All the more reason to do what Wranga said.


----------



## beckyreptilegirl (Aug 22, 2009)

awww poor chicken,
i think you have done the right thing, but if it gets any worse, 
i would recommend to take to a local vet. 
good thinking in regards to a tiny splint 

PS: good luck with the chook and hope its toe is better soon.


----------



## reptilefan95 (Aug 22, 2009)

Feed it to a snake!


----------



## cmclean (Aug 22, 2009)

You could actually chop the toe off at the joint, it will recover well enough. We have done that too magpies that have been caught up in fences and they have survived. Just put some betadine on it first and after you chop it off. You will find the bird will recover a lot quicker than having a toe loose and dangling.


----------



## grannieannie (Aug 22, 2009)

Awww, how sweet of you to care for your little chook.....I think you've done the right thing, but like Cmclean says, you may have to chop the toe off....if you're worried, take it to a vet...don't let it get infected. Keep a close watch on it and keep the damaged area clean. Good luck.


----------



## PhilK (Aug 22, 2009)

Vet for pain relief and antibiotics.. but other than that reglar dressing changes and antiseptic treatment.. chook house isn't the cleanest environment


----------



## Mr.James (Aug 22, 2009)

Cut the toe off, pour some metho on it and put it on a towel in a transport cage with a bowl of water and let it rest up in there in the house maybe where its warm.
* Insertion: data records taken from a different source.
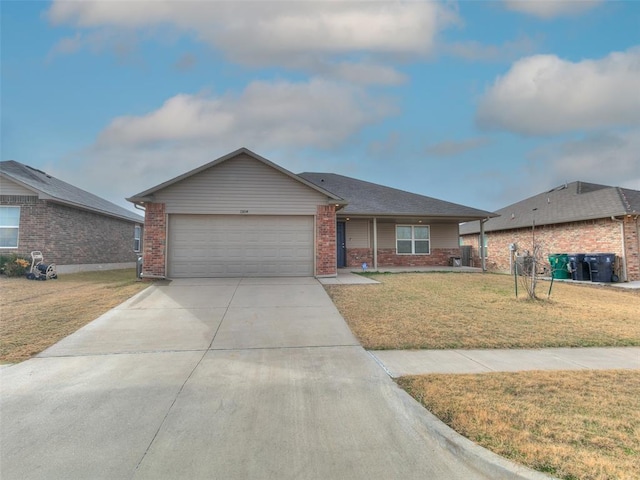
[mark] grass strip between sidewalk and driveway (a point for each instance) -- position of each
(572, 425)
(35, 314)
(471, 310)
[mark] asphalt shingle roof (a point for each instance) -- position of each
(365, 198)
(62, 192)
(571, 202)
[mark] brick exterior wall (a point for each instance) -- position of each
(590, 236)
(326, 252)
(70, 236)
(155, 240)
(632, 244)
(355, 257)
(387, 257)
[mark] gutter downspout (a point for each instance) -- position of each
(624, 248)
(375, 244)
(482, 252)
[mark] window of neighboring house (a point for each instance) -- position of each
(412, 240)
(136, 238)
(9, 226)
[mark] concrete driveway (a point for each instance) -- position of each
(217, 378)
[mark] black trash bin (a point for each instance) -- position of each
(600, 266)
(578, 267)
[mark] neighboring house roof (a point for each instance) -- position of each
(50, 188)
(571, 202)
(147, 195)
(365, 198)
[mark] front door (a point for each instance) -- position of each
(341, 244)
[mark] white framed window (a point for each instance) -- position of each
(9, 226)
(413, 240)
(137, 230)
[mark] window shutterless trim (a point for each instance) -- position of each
(413, 240)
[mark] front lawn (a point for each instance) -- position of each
(573, 425)
(466, 310)
(37, 314)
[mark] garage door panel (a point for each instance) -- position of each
(226, 245)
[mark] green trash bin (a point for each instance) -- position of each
(559, 265)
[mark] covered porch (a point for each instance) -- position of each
(398, 243)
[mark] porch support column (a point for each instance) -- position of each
(482, 252)
(375, 243)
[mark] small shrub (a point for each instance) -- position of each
(13, 265)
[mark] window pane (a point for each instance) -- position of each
(422, 246)
(421, 232)
(8, 237)
(404, 246)
(403, 233)
(9, 216)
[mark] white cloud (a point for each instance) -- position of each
(609, 158)
(267, 32)
(476, 51)
(547, 9)
(317, 113)
(544, 94)
(450, 148)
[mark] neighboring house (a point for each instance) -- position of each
(242, 215)
(72, 228)
(577, 217)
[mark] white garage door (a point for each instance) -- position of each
(236, 246)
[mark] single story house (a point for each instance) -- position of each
(242, 215)
(72, 228)
(578, 217)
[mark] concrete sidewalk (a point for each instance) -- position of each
(416, 362)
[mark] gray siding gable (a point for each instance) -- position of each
(240, 185)
(149, 195)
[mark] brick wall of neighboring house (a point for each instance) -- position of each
(589, 236)
(632, 245)
(387, 257)
(326, 254)
(33, 219)
(155, 240)
(70, 236)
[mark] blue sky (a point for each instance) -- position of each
(474, 102)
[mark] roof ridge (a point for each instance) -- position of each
(376, 184)
(625, 201)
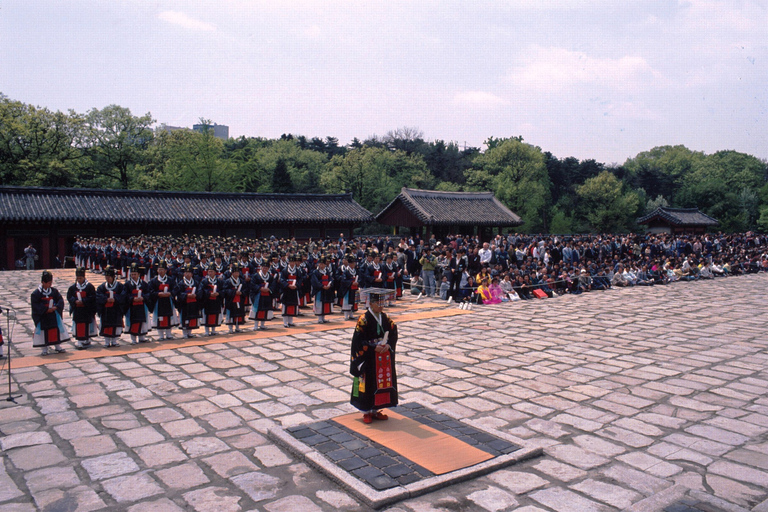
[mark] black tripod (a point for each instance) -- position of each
(10, 398)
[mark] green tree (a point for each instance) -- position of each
(604, 204)
(195, 161)
(40, 147)
(118, 140)
(375, 176)
(281, 179)
(517, 173)
(662, 170)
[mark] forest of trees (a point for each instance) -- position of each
(112, 148)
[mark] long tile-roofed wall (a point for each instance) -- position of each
(23, 204)
(680, 217)
(455, 208)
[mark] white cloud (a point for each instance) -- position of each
(181, 19)
(313, 32)
(555, 69)
(477, 99)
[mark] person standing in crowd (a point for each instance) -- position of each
(348, 287)
(136, 310)
(212, 300)
(290, 285)
(263, 286)
(82, 307)
(188, 296)
(164, 315)
(372, 361)
(323, 291)
(109, 300)
(428, 264)
(30, 254)
(235, 293)
(47, 307)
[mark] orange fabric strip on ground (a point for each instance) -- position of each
(427, 447)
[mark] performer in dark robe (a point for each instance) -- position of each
(213, 300)
(290, 286)
(188, 296)
(164, 314)
(136, 310)
(82, 307)
(235, 293)
(323, 292)
(349, 284)
(374, 273)
(372, 362)
(263, 286)
(47, 306)
(392, 273)
(109, 300)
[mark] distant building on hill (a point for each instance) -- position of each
(677, 221)
(434, 212)
(219, 130)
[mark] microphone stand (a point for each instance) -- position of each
(10, 346)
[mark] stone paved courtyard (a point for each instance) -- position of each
(643, 399)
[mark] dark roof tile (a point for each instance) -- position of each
(453, 208)
(679, 217)
(24, 204)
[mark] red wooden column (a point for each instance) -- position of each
(10, 244)
(46, 253)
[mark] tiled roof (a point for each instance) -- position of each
(25, 204)
(680, 217)
(453, 208)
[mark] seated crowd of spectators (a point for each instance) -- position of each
(463, 269)
(519, 267)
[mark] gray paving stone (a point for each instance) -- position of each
(200, 446)
(56, 477)
(637, 480)
(161, 505)
(34, 457)
(132, 487)
(108, 466)
(607, 493)
(518, 482)
(259, 486)
(184, 476)
(80, 499)
(75, 430)
(493, 499)
(8, 488)
(230, 464)
(156, 455)
(563, 500)
(96, 445)
(292, 504)
(24, 439)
Just don't let it get dirty or infected. I wouldn't go overboard with the dressings as it will take much longer to heal, aslong as the chook doesn't peck it.

What kind of chook is it?


----------



## Snakebuster (Aug 22, 2009)

Jimmy27 said:


> Cut the toe off, pour some metho on it and put it on a towel in a transport cage with a bowl of water and let it rest up in there in the house maybe where its warm. Just don't let it get dirty or infected. I wouldn't go overboard with the dressings as it will take much longer to heal, aslong as the chook doesn't peck it.
> 
> What kind of chook is it?


 
I dunno what breed, but I'm sure that there is a bit of australop in there. 

Guys, you cant expect me to chop its toe off!! How could I? The chicken would scream and squauk and...well..what would you be like if someone chopped your toe off??? What would I do it with? An axe? Tell me, how would you chop its toe off?


----------



## PhilK (Aug 22, 2009)

A pair of curved scissors, if you have some. _*Sharp*_ clean secateurs. Bandage scissors.. anything strong and VERY sharp.
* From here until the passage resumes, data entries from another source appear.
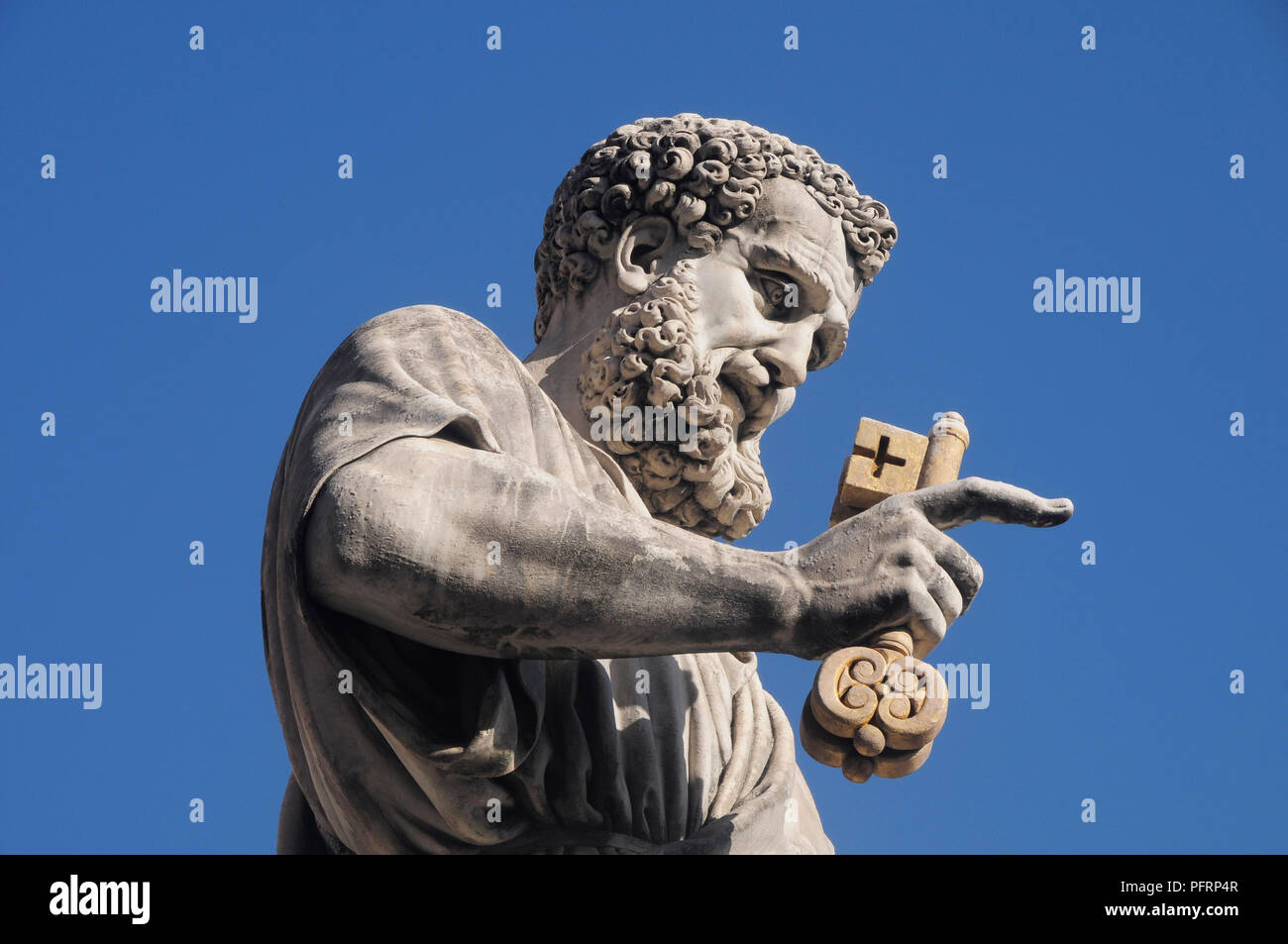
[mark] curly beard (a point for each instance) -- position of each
(699, 474)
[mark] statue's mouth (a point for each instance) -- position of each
(752, 397)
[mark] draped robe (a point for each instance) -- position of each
(434, 751)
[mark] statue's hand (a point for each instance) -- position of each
(893, 566)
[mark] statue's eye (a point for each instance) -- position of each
(781, 295)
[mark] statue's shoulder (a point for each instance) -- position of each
(421, 325)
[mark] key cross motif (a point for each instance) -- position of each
(876, 708)
(881, 456)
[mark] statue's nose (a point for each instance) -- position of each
(787, 359)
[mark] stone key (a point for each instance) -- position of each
(875, 708)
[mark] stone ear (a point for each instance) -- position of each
(643, 243)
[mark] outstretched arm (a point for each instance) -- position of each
(403, 539)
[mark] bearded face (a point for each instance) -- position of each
(702, 471)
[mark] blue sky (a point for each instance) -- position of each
(1108, 682)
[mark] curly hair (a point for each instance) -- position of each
(704, 174)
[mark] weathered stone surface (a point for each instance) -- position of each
(494, 617)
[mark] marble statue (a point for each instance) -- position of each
(498, 617)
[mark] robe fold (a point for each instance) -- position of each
(441, 752)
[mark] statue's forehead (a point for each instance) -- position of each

Have one person restrain the chicken. Grab the offending foot, make sure everything is steady obviously. Find the toe joint above the injury, and cut through the joint. Lots of dettol, metho, whatever to disinfect the area - make sure it is REALLY clean. Put it in an ICU cage inside, as suggested above. Change the towel in the cage frequently, otherwise it'll be stepping in its own poo with the injured toe.

The chicken will squawk and struggle a lot, but unless your willing to take it to a vet (better for the chicken if you do) you'll just have to deal with it, and it'll have to deal with the pain..


----------



## imalizard (Aug 22, 2009)

Would you be able to tie string around the broken toe to stop blood flow? Wouldn't this make it drop off like if a lizard has leftover sheds on its toes?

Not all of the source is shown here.